Ablation destroys the model
Hi,
i did just try it and it seems the ablation you did do destroyed the model...
on extremely many questions it starts to just put out random words (after about 500 tokens). i use it in instruct mode without thinking...
does this need post training after the ablation to correct it?
Hi,
i did just try it and it seems the ablation you did do destroyed the model...on extremely many questions it starts to just put out random words (after about 500 tokens). i use it in instruct mode without thinking...
does this need post training after the ablation to correct it?
Hum the model has been tested and rated on the UGI leaderboard and no such issues were mentioned by the tester:
https://huggingface.co/spaces/DontPlanToEnd/UGI-Leaderboard
And it couldn't be due to the KL divergence either because the KL divergence is only 0.0301.

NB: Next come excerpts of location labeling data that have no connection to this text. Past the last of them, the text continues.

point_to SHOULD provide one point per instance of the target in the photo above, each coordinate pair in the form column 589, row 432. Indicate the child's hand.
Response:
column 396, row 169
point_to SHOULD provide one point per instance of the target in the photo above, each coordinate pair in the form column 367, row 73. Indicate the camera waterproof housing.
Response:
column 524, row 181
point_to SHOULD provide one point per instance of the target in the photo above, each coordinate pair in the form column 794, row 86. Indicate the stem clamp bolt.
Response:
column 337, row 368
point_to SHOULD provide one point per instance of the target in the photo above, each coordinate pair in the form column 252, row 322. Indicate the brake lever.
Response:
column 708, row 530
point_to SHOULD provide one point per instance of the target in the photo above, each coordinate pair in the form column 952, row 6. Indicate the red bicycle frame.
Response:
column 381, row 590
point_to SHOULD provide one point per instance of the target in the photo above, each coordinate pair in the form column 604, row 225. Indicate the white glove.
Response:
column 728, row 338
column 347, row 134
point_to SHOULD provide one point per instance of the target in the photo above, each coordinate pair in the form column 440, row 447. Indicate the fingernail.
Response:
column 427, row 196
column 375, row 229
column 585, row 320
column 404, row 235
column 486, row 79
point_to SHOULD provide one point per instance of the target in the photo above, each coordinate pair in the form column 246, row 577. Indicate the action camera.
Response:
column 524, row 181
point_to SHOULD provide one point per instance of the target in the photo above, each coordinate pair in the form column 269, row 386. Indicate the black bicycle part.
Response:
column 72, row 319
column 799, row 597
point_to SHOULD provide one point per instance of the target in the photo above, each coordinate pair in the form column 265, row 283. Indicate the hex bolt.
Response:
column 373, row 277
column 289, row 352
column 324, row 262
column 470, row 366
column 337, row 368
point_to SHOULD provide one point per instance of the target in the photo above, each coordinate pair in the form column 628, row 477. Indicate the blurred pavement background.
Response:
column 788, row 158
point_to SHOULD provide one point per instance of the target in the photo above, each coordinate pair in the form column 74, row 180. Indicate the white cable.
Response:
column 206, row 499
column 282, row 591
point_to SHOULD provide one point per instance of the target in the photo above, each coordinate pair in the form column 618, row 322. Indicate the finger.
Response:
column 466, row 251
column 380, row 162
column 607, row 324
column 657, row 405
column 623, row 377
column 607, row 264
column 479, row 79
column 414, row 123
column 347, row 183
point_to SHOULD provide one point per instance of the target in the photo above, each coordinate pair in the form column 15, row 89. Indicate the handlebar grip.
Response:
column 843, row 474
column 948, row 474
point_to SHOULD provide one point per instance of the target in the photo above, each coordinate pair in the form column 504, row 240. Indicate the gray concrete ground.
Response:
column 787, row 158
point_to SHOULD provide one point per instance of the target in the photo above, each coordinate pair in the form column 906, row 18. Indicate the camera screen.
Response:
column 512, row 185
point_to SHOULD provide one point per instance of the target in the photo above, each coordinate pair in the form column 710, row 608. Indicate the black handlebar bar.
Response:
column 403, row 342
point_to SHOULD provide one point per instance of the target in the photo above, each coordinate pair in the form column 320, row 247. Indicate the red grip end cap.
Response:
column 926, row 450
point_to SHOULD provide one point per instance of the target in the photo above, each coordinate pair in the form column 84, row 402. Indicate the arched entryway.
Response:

However I did hear reports that the original official Qwen3.5 template causes variety of issues, so maybe that could be it?
Maybe try this one: https://huggingface.co/DavidAU/Qwen3.5-40B-Claude-4.5-Opus-High-Reasoning-Thinking/blob/main/chat_template.jinja
Download these and replace the original chat_template.jinja with either one of these two (rename it to chat_template.jinja if it's not already named that, and test again, might fix your issue(s).
mradermacher/Qwen3.5-27B-GGUF ---> Q6_K
mradermacher/Qwen3.5-27B-heretic-v2-GGUF --> Q6_K
i just replaced the files in the llama.cpp command .... the original does not fall into this problem, the abliterated falls into this problem
mradermacher version of original (works fine, but high censorship)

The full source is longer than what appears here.